バラードは、自身の代表作として、「時間が語りかけてくる」を挙げています。主人公は、水を抜いたプールの底一面に表意文字のような不思議な溝を刻んで自殺した生物学者の友人パワーズです。パワーズは遺伝子異常を起こし始める生物たちを研究しながら、電算機から打ち出される「96,688,365,498,695」「96,688,365,498,694」「96,688,365,498,693」……という不思議な数字のメッセージを受け取ります。この数字は終末に向かう世界をカウントダウンする「時の声」で、友人が聞いたものと同じメッセージでした。バラードは、この作品を自身の代表作だとする理由として、「私が扱うテーマのほとんどすべてが『時間が語りかけてくる』にあらわれているからである。」と述べています(『ザ・ベスト・オブ・バラード』ちくま文庫)。そして、そのテーマとは、「たとえば、宇宙の無限の時間と空間のなかで感じる孤独とか、生物に関するとりとめもない想像とか、水を抜いたプールや荒れはてた飛行場に秘められた複雑な記号の意味を解読しようとする行為とか。なかんずく、ますます無常感が強まる心理状態から脱出して、人間には見えない宇宙の力と、ある種の調和を個人の単位でつくり出そうとする決心」だとしています。

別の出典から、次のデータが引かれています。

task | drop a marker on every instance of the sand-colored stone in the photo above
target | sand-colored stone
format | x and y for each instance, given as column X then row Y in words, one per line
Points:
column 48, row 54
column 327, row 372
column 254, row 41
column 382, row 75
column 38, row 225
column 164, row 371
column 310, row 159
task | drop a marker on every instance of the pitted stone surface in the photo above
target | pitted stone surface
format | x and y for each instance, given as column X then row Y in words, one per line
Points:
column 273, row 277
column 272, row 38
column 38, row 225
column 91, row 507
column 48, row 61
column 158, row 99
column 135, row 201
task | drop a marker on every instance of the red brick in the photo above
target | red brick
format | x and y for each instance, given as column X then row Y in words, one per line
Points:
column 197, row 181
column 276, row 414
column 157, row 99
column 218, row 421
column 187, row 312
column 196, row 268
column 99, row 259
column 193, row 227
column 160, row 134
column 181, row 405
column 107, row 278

「イアン・カーティスは孤独と絶望をうたった」とよく言われます。このイメージはともすればステレオタイプな悩めるロッカーとしての印象を与えがちです。一口に「孤独」といってもその「孤独」とはどういった心情なのだろうか、それはもしかしたら「宇宙の無限の時間と空間のなかで感じる孤独」「ますます無常感が強まる心理状態」のようなものではないだろうか、そんなことを考えます。「Disorder」に描かれたような、捉えどころのない心理状態をつきつめてみることで、少し、理解が深まるような気がします。